A professor named Dr. Lelwica lead a conversation after the film. She talked about how western ideals of beauty can put unbelievable pressure on young women. In our society, she explained, exercise is often viewed as a punishment for a body that’s viewed as too fat. Often times, the ultimate goal of exercise is not health or well-being but emaciation and thinness. She introduced a concept that was simple yet one that I had never considered: she said that it is important to live in one’s body and appreciate it for all that it can accomplish. She put emphasis on the fact that the mind and the body are not separate, and that punishing the body with excessive and sometimes painful exercise is unhealthy for the body and soul. That kind of exercise does not promote well-being nor does it promote a healthy mentality.
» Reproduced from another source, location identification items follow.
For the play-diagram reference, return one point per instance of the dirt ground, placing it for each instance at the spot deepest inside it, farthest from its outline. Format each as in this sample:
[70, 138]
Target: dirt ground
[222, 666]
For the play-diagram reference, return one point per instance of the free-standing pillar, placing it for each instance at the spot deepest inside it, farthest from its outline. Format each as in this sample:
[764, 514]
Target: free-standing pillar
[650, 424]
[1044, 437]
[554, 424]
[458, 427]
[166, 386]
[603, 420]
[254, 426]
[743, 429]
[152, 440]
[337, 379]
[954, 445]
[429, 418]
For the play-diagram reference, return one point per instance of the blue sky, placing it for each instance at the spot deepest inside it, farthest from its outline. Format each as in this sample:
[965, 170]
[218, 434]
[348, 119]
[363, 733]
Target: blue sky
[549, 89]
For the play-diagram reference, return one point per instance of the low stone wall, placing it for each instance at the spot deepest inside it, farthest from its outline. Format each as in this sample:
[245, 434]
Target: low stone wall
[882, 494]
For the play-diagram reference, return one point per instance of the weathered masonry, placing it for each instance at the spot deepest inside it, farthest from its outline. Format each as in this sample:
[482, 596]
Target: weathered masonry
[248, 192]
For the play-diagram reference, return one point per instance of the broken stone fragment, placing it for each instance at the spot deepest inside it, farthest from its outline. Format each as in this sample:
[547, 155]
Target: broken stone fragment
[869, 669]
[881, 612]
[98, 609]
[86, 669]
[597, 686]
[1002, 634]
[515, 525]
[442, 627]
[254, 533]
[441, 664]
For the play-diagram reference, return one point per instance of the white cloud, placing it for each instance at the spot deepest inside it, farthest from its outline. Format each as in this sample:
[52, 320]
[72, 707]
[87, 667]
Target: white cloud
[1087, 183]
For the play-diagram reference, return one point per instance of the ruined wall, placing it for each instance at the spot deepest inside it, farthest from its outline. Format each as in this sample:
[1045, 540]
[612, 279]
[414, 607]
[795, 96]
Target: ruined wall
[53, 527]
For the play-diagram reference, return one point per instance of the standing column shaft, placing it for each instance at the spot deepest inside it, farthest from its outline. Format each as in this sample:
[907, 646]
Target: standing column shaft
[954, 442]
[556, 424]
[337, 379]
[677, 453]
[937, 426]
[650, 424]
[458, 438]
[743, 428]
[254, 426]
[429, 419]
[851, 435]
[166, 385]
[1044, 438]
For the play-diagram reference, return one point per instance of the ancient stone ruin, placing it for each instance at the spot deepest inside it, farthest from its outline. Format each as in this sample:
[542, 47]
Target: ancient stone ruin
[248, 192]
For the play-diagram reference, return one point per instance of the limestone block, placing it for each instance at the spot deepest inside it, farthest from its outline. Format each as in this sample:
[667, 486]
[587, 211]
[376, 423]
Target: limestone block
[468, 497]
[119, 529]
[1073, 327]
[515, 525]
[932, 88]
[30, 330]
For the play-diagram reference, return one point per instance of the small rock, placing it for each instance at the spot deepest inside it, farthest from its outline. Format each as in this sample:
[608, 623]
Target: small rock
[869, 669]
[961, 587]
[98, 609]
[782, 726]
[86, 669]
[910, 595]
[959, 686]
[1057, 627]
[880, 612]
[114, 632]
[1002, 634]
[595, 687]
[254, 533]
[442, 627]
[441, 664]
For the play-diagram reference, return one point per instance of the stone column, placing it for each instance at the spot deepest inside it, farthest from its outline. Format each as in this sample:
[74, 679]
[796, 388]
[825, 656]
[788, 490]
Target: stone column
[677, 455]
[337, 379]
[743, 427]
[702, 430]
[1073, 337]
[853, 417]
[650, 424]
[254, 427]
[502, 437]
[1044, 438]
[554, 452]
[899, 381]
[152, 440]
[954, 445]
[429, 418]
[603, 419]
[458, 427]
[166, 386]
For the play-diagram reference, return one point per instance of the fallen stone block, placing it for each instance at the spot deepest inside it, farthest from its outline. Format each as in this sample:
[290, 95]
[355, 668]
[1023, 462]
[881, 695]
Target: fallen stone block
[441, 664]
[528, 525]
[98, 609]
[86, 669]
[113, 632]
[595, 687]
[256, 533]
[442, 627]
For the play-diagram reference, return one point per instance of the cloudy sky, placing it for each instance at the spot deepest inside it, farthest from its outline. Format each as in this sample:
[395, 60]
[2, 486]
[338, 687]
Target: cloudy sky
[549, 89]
As she discussed these concepts, I felt her words fill me up. The idea of living in my body clicked with me. I realized that I had been living outside my body, looking at it through distorted eyes and never believing that it was good enough. I belittled my physical accomplishments and never appreciated the things my body did for me. So many people lose the ability to run or jump or just stroll down the street. And though I’ve been blessed with a well-functioning, perfectly healthy body, I’ve spent most of my life thus far abusing it and taking it for granted. I’ve been obsessing, craving, hating, and punishing myself into fat and thin shapes for years. I had been diseased with the notion that I was a bad person for being overweight. Until I took part in that discussion, I had no idea how diseased my mind had been.
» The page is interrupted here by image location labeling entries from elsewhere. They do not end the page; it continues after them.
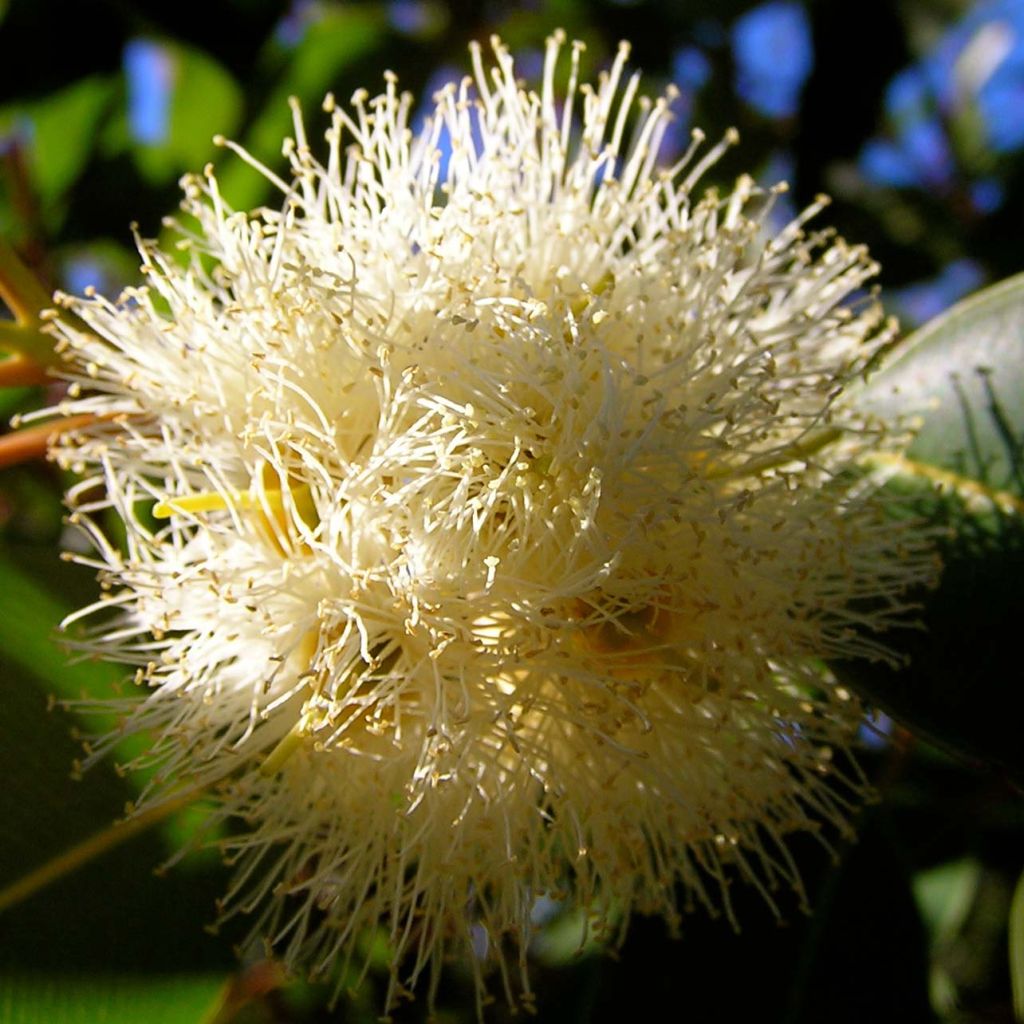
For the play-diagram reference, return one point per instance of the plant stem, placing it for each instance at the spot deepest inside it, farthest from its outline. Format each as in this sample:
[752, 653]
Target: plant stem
[91, 848]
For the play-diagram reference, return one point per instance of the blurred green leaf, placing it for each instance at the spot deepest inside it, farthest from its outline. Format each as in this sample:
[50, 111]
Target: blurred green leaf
[964, 372]
[1017, 948]
[99, 999]
[205, 100]
[944, 895]
[60, 131]
[29, 617]
[340, 37]
[963, 475]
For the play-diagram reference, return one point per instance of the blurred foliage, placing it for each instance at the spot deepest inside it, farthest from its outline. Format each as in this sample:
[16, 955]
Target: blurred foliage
[909, 116]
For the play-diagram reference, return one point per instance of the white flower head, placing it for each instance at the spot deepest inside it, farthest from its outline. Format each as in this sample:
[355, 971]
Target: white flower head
[504, 514]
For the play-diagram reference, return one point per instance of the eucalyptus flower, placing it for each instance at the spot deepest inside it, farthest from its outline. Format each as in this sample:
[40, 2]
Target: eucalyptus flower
[488, 521]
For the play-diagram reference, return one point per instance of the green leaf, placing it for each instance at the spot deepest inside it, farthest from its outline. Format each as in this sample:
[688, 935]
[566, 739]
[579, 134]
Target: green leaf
[1017, 948]
[964, 375]
[111, 999]
[61, 131]
[29, 617]
[336, 40]
[205, 100]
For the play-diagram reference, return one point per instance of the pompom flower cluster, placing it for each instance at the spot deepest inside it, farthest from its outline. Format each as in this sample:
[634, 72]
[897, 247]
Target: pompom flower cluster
[487, 520]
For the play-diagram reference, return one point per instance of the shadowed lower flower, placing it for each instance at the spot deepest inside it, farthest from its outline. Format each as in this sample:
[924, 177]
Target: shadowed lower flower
[485, 530]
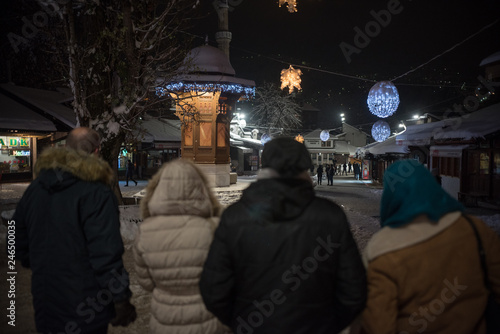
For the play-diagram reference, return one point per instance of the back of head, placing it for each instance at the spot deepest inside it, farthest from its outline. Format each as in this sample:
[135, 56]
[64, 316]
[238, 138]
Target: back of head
[411, 190]
[83, 139]
[286, 156]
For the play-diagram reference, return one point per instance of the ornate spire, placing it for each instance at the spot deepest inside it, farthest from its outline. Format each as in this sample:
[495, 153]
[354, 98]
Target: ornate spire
[223, 36]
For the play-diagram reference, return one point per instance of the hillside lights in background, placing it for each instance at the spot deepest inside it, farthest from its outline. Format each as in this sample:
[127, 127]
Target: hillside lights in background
[381, 131]
[383, 99]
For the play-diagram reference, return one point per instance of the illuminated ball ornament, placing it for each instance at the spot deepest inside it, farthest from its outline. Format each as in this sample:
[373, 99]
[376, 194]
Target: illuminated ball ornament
[383, 99]
[291, 78]
[265, 138]
[324, 135]
[381, 131]
[291, 5]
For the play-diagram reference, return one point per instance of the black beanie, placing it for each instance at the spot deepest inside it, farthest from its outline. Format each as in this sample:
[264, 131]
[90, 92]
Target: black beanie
[286, 156]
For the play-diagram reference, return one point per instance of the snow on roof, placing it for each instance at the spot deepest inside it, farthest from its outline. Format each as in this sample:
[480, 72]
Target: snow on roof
[207, 58]
[474, 125]
[387, 146]
[161, 130]
[343, 147]
[255, 142]
[15, 116]
[313, 134]
[490, 59]
[48, 101]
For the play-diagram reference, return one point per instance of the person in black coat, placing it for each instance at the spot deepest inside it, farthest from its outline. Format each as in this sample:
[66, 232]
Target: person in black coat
[357, 170]
[129, 173]
[284, 260]
[68, 234]
[320, 174]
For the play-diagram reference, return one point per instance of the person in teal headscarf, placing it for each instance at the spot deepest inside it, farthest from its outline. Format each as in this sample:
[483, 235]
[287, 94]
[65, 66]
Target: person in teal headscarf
[411, 190]
[423, 267]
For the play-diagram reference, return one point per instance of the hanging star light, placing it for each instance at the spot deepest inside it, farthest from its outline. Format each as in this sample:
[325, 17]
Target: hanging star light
[265, 138]
[291, 5]
[381, 131]
[291, 78]
[383, 99]
[324, 135]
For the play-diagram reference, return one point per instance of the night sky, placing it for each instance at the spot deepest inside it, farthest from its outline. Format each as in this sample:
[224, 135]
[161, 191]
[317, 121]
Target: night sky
[267, 39]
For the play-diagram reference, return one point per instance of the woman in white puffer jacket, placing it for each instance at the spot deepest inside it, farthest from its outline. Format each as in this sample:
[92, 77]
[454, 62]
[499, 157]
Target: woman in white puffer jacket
[179, 214]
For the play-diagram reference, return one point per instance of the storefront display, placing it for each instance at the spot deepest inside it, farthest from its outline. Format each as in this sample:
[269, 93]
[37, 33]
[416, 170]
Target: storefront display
[15, 155]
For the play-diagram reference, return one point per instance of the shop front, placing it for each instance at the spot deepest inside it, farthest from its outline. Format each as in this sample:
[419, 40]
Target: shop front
[16, 158]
Since then, I’ve learned a lot about nutrition and have a more solid foundation for making healthy choices. My attitude about myself has changed a lot too, and I partake in activities like yoga, hiking, and frisbee golf not because they will contribute to weight loss, but because I enjoy them. I like to feel my body working and I try to appreciate what I can do rather than what it can’t. But I still struggle to maintain a healthy weight, and sometimes those obsessing thoughts crop up when I least expect them. I try to stop my mind from reeling when I read how many calories are in chocolate pudding, but once I get going it’s difficult to stop. I am still afraid of being a thin person, but I’m also afraid of the consequences of being overweight. I have bad knees, for instance, and the extra weight I’m carrying strains my already weak joints. I have asthma and not exercising makes less strenuous activities more difficult. I already have high cholesterol. As I get older, the threat of obesity-related health issues becomes more real. I’ve made great strides for myself, but I need to keep pushing myself to become the healthy person that I’ve always wanted to be.